Phylecia Sutherland wedding stationery
PUBLISHED: 14:51 23 September 2014 | UPDATED: 14:51 23 September 2014
Your wedding stationery is the first clue you give your guests to the style of wedding you are planning. Wow them with beautiful letterpress designs from a talented Yorkshire specialist
There is nothing Phylecia Sutherland loves more than seeing one of her wedding invitations coming fresh off the press. The stationery designer and letterpress printer savours the moment each time she sees her efforts come to fruition. ‘It gives me the most joy,’ she said. ‘There is nothing better than seeing that first print. It is just so beautiful.
‘I love that feeling that I designed and created it and that I have produced something of really high quality.’
It was only four years ago when the 29-year-old, originally from Georgia in America but now living in Greengates, near Bradford, first launched her own business. But her passion for beautiful stationery and papers started when she was a young girl.
She said: ‘When I look back, it seems like it was fate for me to be doing this. When I was little I was obsessed with paper and pens. At high school, I loved different types of paper. I was a scrapbooker. The hobby is really popular back home in America. But I was a real paper snob.

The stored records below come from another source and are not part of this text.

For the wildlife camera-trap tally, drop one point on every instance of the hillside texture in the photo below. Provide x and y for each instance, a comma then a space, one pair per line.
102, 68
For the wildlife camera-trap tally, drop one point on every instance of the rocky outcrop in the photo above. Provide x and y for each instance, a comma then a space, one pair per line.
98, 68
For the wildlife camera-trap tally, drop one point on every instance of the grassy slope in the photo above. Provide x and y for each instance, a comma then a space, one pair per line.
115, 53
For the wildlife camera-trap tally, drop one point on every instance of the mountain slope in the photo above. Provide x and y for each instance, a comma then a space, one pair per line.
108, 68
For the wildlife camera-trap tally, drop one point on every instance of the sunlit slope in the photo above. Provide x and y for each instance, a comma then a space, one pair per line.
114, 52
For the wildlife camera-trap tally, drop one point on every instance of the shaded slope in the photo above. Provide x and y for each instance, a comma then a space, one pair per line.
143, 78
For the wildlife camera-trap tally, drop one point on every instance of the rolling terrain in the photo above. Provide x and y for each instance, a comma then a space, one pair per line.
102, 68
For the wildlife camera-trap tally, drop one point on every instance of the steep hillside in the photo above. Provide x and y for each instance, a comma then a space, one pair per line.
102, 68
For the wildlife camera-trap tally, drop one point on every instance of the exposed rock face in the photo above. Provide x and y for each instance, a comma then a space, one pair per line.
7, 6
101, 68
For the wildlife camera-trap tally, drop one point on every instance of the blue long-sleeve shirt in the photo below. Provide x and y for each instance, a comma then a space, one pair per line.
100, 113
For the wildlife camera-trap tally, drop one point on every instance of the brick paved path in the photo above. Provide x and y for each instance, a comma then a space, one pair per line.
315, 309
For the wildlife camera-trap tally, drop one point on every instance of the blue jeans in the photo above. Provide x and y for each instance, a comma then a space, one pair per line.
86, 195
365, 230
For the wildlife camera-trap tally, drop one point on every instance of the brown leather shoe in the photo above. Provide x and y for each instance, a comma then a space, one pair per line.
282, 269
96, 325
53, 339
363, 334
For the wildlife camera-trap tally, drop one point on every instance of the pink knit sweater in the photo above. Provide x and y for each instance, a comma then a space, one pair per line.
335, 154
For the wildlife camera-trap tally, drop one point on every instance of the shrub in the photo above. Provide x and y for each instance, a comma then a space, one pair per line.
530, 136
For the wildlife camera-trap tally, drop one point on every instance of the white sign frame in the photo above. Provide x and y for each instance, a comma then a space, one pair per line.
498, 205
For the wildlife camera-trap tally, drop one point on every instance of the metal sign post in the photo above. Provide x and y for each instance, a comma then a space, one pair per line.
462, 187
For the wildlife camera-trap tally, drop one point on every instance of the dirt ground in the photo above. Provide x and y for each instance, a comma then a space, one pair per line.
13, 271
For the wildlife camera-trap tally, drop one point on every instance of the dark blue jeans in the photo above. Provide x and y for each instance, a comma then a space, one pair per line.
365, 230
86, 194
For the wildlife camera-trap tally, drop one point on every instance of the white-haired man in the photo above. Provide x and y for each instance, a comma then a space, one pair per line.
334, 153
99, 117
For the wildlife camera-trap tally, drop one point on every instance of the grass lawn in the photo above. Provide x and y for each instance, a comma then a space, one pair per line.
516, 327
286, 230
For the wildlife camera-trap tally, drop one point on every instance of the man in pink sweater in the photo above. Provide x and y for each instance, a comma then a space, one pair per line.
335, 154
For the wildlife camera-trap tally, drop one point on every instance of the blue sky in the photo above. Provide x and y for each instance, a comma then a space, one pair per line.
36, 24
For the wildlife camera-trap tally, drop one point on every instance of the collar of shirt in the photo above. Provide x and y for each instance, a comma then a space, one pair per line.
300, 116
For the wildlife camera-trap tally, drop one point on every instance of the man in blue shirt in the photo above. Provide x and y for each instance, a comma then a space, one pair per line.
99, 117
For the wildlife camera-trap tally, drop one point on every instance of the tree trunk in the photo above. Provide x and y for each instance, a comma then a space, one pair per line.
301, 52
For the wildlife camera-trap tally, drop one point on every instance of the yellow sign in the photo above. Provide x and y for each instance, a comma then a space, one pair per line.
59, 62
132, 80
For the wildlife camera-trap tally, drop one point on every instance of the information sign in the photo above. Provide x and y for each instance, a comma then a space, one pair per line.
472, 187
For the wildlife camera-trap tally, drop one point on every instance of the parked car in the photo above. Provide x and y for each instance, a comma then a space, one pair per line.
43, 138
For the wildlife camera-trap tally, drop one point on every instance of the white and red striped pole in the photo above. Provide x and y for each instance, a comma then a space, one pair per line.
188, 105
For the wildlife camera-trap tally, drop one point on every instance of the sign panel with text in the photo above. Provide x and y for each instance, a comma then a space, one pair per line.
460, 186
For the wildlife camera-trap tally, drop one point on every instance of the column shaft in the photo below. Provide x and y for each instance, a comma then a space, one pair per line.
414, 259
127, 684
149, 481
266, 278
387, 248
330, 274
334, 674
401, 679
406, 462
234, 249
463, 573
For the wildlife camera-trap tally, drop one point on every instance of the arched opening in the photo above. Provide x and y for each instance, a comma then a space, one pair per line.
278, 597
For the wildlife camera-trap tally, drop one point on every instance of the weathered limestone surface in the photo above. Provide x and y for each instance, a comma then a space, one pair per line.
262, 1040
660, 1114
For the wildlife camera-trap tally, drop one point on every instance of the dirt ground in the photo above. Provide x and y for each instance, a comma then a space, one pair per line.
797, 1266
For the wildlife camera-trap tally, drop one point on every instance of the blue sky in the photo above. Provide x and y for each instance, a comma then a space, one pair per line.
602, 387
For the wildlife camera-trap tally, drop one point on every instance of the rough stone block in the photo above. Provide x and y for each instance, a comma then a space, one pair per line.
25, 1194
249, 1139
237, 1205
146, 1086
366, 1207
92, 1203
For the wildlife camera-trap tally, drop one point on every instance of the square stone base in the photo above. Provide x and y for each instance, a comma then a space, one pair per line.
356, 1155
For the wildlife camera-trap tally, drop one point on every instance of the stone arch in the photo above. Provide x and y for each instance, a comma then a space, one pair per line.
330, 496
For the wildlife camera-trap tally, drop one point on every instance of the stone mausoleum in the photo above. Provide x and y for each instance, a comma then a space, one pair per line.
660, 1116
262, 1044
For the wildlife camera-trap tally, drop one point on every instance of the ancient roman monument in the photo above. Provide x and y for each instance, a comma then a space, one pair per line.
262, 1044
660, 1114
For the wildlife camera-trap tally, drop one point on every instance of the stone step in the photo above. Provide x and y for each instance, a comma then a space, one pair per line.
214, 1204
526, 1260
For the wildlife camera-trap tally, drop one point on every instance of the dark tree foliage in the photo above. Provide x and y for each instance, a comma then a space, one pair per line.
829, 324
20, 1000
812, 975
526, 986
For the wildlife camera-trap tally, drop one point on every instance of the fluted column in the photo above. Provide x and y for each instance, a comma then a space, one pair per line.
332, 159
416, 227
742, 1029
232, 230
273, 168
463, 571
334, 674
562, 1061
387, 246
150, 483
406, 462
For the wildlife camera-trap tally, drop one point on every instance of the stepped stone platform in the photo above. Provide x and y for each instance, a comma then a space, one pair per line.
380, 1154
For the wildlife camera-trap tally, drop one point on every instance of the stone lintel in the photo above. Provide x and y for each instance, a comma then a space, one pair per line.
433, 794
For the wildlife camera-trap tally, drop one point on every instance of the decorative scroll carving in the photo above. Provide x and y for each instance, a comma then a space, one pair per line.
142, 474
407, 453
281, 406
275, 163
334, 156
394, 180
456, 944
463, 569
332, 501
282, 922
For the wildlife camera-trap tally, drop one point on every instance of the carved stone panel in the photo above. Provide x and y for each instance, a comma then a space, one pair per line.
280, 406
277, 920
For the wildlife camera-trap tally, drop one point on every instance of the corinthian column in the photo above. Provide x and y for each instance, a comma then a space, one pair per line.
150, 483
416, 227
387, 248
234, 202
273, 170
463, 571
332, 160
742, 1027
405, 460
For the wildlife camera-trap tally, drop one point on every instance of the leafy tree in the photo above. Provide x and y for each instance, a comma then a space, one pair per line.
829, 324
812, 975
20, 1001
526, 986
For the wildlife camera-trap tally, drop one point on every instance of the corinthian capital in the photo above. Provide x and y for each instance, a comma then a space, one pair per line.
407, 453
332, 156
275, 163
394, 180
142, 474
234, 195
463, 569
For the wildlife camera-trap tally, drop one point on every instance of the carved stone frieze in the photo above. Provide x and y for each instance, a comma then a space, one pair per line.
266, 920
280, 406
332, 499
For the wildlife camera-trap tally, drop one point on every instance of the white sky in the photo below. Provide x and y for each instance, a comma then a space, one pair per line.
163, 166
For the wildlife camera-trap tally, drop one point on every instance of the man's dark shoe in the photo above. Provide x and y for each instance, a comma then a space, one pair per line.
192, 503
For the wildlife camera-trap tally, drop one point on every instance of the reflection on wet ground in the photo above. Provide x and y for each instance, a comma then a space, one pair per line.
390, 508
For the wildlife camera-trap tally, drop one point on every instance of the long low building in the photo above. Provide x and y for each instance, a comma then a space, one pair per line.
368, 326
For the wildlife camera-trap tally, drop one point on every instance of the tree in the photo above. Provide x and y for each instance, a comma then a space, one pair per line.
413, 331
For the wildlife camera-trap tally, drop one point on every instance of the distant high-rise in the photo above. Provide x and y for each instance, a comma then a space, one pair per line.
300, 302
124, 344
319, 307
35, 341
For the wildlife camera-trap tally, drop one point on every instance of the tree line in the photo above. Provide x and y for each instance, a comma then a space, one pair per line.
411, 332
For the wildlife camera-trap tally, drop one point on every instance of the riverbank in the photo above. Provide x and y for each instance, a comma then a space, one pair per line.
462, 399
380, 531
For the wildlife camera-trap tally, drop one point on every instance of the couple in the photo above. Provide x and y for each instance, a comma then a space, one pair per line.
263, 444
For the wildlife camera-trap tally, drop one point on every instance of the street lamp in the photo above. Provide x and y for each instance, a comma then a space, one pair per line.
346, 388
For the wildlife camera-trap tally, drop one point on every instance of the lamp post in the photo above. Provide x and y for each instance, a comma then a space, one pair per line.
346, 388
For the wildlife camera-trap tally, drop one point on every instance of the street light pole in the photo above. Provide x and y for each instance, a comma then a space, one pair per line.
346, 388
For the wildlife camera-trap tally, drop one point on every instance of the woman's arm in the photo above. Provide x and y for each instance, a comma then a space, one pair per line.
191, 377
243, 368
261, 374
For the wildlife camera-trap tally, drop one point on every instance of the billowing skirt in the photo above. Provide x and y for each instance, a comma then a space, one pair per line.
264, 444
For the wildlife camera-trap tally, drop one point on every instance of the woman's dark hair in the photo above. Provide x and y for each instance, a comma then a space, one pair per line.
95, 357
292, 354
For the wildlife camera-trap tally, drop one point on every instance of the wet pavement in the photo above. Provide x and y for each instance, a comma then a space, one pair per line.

‘It was when I started looking for my own wedding stationery I realised there were some really beautiful ones out there. I was just amazed.’
Phylecia, who worked in public relations before starting the business, comes up with her designs before converting them into a digital format. These are then made into printing plates for her to use in the press. She started using a table top press but as the business and her passion for letterpress grew she invested in a Victorian printing press. She also hand mixes all the inks.
She said: ‘I love my old press though it can be a love-hate relationship at times. It’s an Arab press from 1890 that was built in Halifax. For me, it’s important to keep up printing heritage and to still use traditional tools like this. It is a very old technology. I love the fact the process hasn’t really changed in such a long time.
‘It is very physical and you have to get really involved and focussed. But there is something very special about letterpress. Nothing can beat seeing a gorgeous print that is so deeply impressed into that yummy cotton paper that you can’t help but run your fingers across it. It makes my heart skip a beat every time.’
Phylecia, who is self-taught, designs wedding stationery for couples across the country. She is often inspired by nature and her work often features drawings of flowers. Blues and golds have been a strong theme over the past few years, which Phylecia believes is here to stay. However, custom monograms is a trend on the up.
She said: ‘This is something that has been really popular in America but I am seeing more and more of it here too. It is striking.
‘I have done monogram stationery for several couples now and it really does look effective, particularly with letterpress.
With the average cost around £1,000 for a wedding suite of 100 invites, letterpress stationery is a luxury item. But Phylecia said the results are worth it.
‘Invitations are the first impression you give your guests,’ she said. ‘If you are planning a grand wedding your invites need to be very special too. When you open it, it is a real experience. It’s such good quality people will keep it. It will be one of the few things, along with photographs, that couples have left after their big day.
‘It can be time intensive. It can take anything up to six hours to get a letterpress invite done with different details and colours. Each colour is printed separately so if there are three colours on an invite I have to print that one invite three times.
‘But you are not going to get anything else like it. Letterpress gives a fine art finish and I do each one by hand. I’m designing something from scratch so it’s always going to be different. I absolutely love being creative. To have such freedom and to create beautiful designs for my clients is such a thrill.’